Python docs disappointing

Michael Torrie torriem at gmail.com
Thu Nov 20 11:51:47 EST 2014


On 11/20/2014 08:54 AM, jstnms123 at gmail.com wrote:
> Perhaps the reason programs are so inelegant, and so user-UNfriendly,
> and so bug-infested, is a natural consequence, when a field is
> dominated by creatures who know much more than they comprehend, and
> much less than they need to?  If, I think, you cannot explain a thing
> to me, you do not understand it.  After all, I'm a lot smarter than
> you, and I have thankfully learned make out a fool however obscurely
> he covers himself.

I'm not really sure what your point is, who are you are talking to, or
the purpose in replying to your own post from 5 years ago!  You seem to
be addressing "you" but I don't know who that is.
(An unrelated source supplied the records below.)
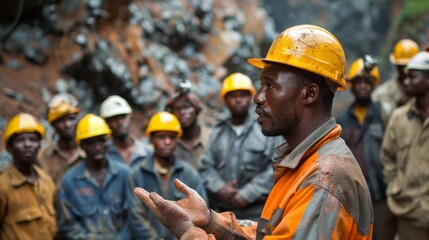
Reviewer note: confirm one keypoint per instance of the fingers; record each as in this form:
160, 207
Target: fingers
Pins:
233, 182
183, 187
144, 196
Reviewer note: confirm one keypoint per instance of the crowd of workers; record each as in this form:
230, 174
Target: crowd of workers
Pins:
293, 172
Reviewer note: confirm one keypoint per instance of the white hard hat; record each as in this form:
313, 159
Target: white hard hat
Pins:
420, 61
113, 106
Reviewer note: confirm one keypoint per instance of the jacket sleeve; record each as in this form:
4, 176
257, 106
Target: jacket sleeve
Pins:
314, 213
3, 204
388, 153
208, 172
138, 224
68, 224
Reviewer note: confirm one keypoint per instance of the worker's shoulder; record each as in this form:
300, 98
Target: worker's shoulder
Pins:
337, 166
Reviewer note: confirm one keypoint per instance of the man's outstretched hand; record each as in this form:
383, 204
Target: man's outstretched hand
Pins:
177, 216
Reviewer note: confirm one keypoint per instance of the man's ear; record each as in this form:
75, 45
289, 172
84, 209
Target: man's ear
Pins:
310, 93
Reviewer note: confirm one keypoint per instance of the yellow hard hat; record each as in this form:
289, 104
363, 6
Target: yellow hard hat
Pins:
403, 51
310, 48
113, 106
236, 81
164, 121
90, 126
21, 123
61, 105
357, 69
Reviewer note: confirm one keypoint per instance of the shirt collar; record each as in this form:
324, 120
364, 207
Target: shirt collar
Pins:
291, 158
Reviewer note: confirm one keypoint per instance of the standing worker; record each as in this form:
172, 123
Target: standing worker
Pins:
26, 191
157, 174
93, 196
236, 166
393, 91
60, 154
187, 106
404, 154
123, 146
363, 129
320, 191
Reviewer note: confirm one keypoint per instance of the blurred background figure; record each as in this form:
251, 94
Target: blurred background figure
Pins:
123, 147
186, 106
404, 154
393, 91
363, 126
26, 191
92, 202
61, 152
157, 174
236, 165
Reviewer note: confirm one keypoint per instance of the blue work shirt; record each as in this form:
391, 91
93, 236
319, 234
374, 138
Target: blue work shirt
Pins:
89, 211
140, 152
Kudos for apparently sticking with Python despite your struggles with
its documentation.

Personally I find the online docs to be *very* good, comparable to the
best of documentation for programming languages anywhere.  For example,
Python's official docs have either improved since your last look in
2009, or maybe you didn't know to look there:

https://docs.python.org/2/library/urllib2.html
https://docs.python.org/2/howto/urllib2.html

The "data" parameter that confused you so much in 2009 is explained very
clearly.  But if it's not clear enough, try it out and see what it does.
Python is a very discoverable language. Just fire up the interpreter and
try out code, and interrogate the returned objects (dir, help, etc).
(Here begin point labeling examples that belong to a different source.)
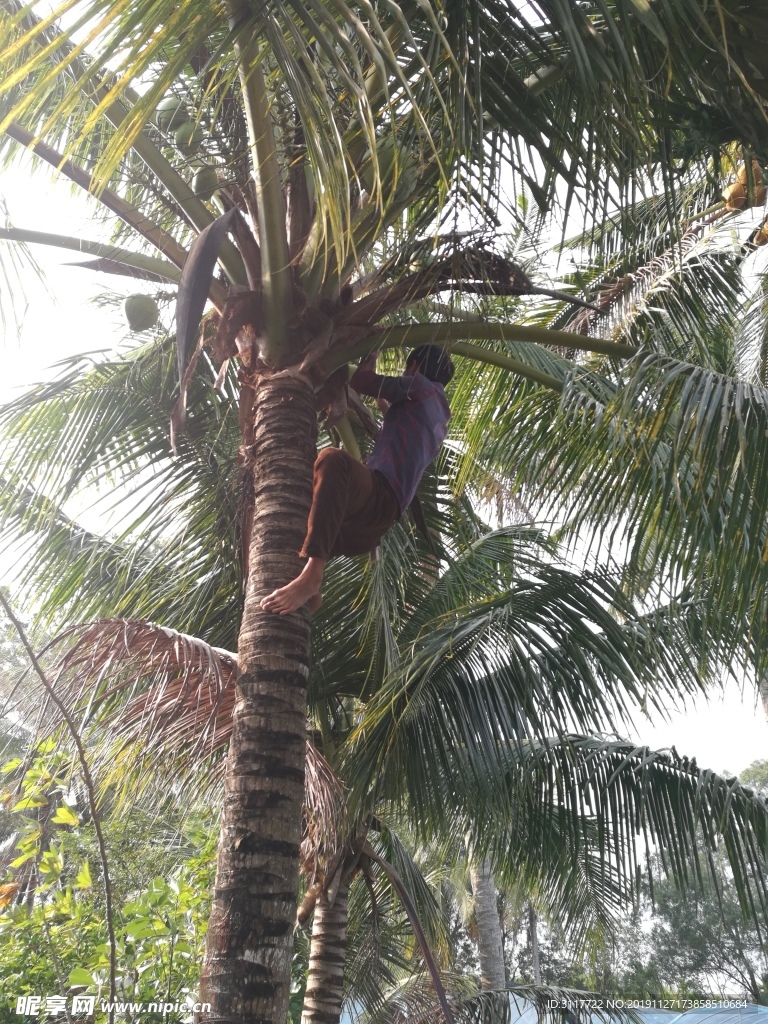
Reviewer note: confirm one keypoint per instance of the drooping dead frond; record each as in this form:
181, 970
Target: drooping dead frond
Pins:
325, 824
147, 682
143, 690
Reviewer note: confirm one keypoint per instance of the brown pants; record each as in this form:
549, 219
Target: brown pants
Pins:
352, 507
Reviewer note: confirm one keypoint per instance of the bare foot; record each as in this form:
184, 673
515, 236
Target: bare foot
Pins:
305, 587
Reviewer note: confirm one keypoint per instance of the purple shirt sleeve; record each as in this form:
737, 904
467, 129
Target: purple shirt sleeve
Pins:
391, 388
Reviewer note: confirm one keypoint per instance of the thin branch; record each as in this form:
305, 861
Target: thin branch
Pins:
139, 260
88, 785
276, 273
436, 334
160, 239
Between the python docs and loads of helpful folk on this list and on
the web in general, I can do a google search on just about any
python-related coding question and find loads ("heaps" for Chris!) of
helpful information including complete examples, which I find very
helpful.  I'm sure google was around in 2009 when you last posted.
Surely you could have googled for python urllib example and found one.
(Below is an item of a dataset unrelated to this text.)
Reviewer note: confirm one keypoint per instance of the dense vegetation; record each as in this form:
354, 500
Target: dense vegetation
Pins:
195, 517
For all your talk of communication and many words, you're saying very
little, I'm not at all sure what you are talking and to whom your
audience is.  Since you're apparently not explaining this does that mean
you don't understand it?  Methinks you are misrepresenting the adage
about being able to explain something is to understand it.  If an
engineer explains dynamic force analysis to you but you don't
understand, does that mean he really doesn't understand it? Of course
not. He just lacks the ability to explain it in terms of reference you
will understand, or maybe you lack prerequisite knowledge.  Study
engineering for a while and you'll understand him well enough.

If you're just trolling, hopefully the list will forgive me.